I have a love hate relationship with downhill skiing. In fact I have not skied in several years due to this storied relationship. There was a period in my life when I did a bunch of cross country skiing. That proved to be far less painful than downhill, as you will come to realize in the ensuing tale.
Most of the kids I grew up with did not ski at all, with the exception of the Pavlus boys. As to why the Pavlus boys skied, my best guess is that it was something that their parents loved. Since there were no dog crates for young boys, they needed to be included in all family activities. The Pavlus boys would often elaborate and embellish tales of their skiing prowess, whilst we ooed and ahhed. We were all jealous.
The other kids in the hood were far more interested in tobogganing and skating during the winter months. Probably because these activities did not have any need for parental involvement. That particular topic needs to be expanded on a bit.
Back in the good old days, no kid in my neighborhood was driven from activity to activity by their parents. If you wanted to play organized sports of any sort, it was up to you to sign up and either walk or ride your bike to every single game.

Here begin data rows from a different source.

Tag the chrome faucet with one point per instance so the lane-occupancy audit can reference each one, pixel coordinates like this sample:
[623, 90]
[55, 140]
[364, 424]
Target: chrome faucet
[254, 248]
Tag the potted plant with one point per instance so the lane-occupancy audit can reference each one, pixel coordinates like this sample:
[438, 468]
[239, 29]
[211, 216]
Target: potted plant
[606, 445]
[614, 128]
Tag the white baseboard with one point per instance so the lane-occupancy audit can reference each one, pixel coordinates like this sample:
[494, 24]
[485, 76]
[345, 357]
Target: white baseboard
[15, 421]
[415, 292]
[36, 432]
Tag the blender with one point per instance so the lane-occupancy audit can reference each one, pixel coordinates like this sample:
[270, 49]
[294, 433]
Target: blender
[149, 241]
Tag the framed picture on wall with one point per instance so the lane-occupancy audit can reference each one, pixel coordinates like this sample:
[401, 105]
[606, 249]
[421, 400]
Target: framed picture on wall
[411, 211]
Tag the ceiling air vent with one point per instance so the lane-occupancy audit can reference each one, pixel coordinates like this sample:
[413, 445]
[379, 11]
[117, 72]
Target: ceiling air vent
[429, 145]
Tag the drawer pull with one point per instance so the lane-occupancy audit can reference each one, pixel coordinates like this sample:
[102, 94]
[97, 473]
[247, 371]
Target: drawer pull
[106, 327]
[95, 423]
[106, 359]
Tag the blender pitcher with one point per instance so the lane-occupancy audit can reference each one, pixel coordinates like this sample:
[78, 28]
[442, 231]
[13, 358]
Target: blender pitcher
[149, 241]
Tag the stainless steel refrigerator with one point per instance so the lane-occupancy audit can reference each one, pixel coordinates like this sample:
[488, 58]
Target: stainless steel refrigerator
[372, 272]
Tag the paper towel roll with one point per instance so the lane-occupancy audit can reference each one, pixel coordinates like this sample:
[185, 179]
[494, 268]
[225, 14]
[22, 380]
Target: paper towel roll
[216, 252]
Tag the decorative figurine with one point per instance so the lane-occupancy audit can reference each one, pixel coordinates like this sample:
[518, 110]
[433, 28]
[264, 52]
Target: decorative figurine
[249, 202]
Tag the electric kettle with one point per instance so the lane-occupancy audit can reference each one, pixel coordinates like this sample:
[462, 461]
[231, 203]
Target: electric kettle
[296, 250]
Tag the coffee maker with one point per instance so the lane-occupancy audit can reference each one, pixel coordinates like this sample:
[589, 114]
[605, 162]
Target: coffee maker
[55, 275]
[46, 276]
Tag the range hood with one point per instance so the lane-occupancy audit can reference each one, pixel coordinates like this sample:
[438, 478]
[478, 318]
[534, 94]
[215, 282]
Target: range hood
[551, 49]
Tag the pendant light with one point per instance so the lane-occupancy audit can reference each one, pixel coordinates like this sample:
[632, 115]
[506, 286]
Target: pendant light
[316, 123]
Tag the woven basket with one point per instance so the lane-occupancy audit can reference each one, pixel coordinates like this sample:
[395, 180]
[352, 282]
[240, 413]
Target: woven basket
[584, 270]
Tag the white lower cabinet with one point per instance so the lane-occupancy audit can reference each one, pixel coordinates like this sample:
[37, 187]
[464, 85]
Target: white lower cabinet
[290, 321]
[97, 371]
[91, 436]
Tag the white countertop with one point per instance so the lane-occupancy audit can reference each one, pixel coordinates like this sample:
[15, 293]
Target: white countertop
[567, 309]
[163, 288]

Parents would occasionally show up for a game, but it was still up to you to get there. At some point this all was transmogrified into the parents being responsible for every second of a child’s development, with no chance whatsoever for trial and error. I hate to blame the Pavlus parents for the woes of our society, but I am afraid that all evidence points to them.
The trial and error process is a critical component of the Darwinian, survival of the fittest, upbringing of a child. This is really the only explanation that I can think of for the existence of Hulk Hogan and Refrigerator Perry.

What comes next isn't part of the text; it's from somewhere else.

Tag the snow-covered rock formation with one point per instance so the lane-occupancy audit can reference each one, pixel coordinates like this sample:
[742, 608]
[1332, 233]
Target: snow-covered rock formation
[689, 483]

Much later in life I would go out for my one downhill skiing adventure. This particular event involved a bunch of drunken college buddies packed into a VW microbus. None of us had ever downhill skied, but we all enthusiastically charged the ski slopes. A few trips and flips down the bunny slope, and we were all ready for the big hill. After almost dying while climbing onto the ski lift, we made it to the top. A few nips of liquid bravery will make you do about anything.
At about the halfway point down the mountain, the ski patrol stopped by and asked if we needed to be airlifted off the mountain.